SC Oui. Ce moment de gratitude et de peur mêlées que ressent Peggy, son besoin d’exploser, de prendre des risques et de quitter le nid, c’est un passage obligé pour de nombreux auteurs désirant évoluer. Quand nous planchions sur le récit, quelqu’un dans la salle de rédaction a lancé : « Parfois, mieux vaut rompre avec les gens qui croient le plus en toi, parce qu’ils n’arriveront jamais à te percevoir différemment. » Voilà une déclaration que nous pouvions tous parfaitement comprendre. Dolly Parton a déjà déclaré que « tous les changements étaient douloureux », et ça résume tout l’épisode.

ER Il y a un passage dans « L’autre femme », où Don dit que la vraie beauté est inatteignable. Êtes-vous d’accord avec cet énoncé ?

SC Oui, je le suis. Ce que l’on convoite est toujours hors de portée, on désire l’insaisissable. C’est ce qu’on possède sans le savoir. On est souvent aveugle à la beauté qui se trouve juste là, sous nos yeux. Le désir est toujours l’inaccessible ou l’inatteignable.

ER La Peggy de Mad Men ou la Jenny d’American Woman : de laquelle vous sentez-vous la plus proche ?

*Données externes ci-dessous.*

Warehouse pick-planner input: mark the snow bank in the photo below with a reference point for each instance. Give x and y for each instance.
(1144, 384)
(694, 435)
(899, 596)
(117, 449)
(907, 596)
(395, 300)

SC Ça revient à me demander quel est mon enfant préféré. Je ne pourrais jamais être aussi endurcie que Peggy. Je trouve qu’elle supporte très bien le stress. Bizarrement, Jenny est une spectatrice. Elle essaie de comprendre tout ce qui se passe. C’est un personnage difficile à cerner et à jouer. Hong Chau a insufflé tant de quiétude et de grâce à son jeu: c’est à ça que j’aspire.

ER Quelle est votre escapade de rêve, après la scénarisation ou la réalisation d’un film ?

SC Auprès de mes enfants. Quand je perds la boule après une journée d’écriture, que je rentre à la maison et que je les vois, c’est ma plus belle récompense ; je ne sais pas si je m’évade, mais je me ressource.

Des plaines herbeuses et des montagnes rocheuses recouvrent le paysage du Montana
Montana.     Photo : Noah Austin (Unsplash)

ER Il y a des années, vous avez déclaré vouloir vivre dans le Montana. Pourquoi ?

SC J’ai fait plusieurs voyages au Montana, grâce à des récits historiques qui m’ont fascinée. J’ai grandi en Alberta, alors ces types de paysages alimentent mon âme. J’ai toujours ressenti ce désir d’évasion, cette soif d’aventure.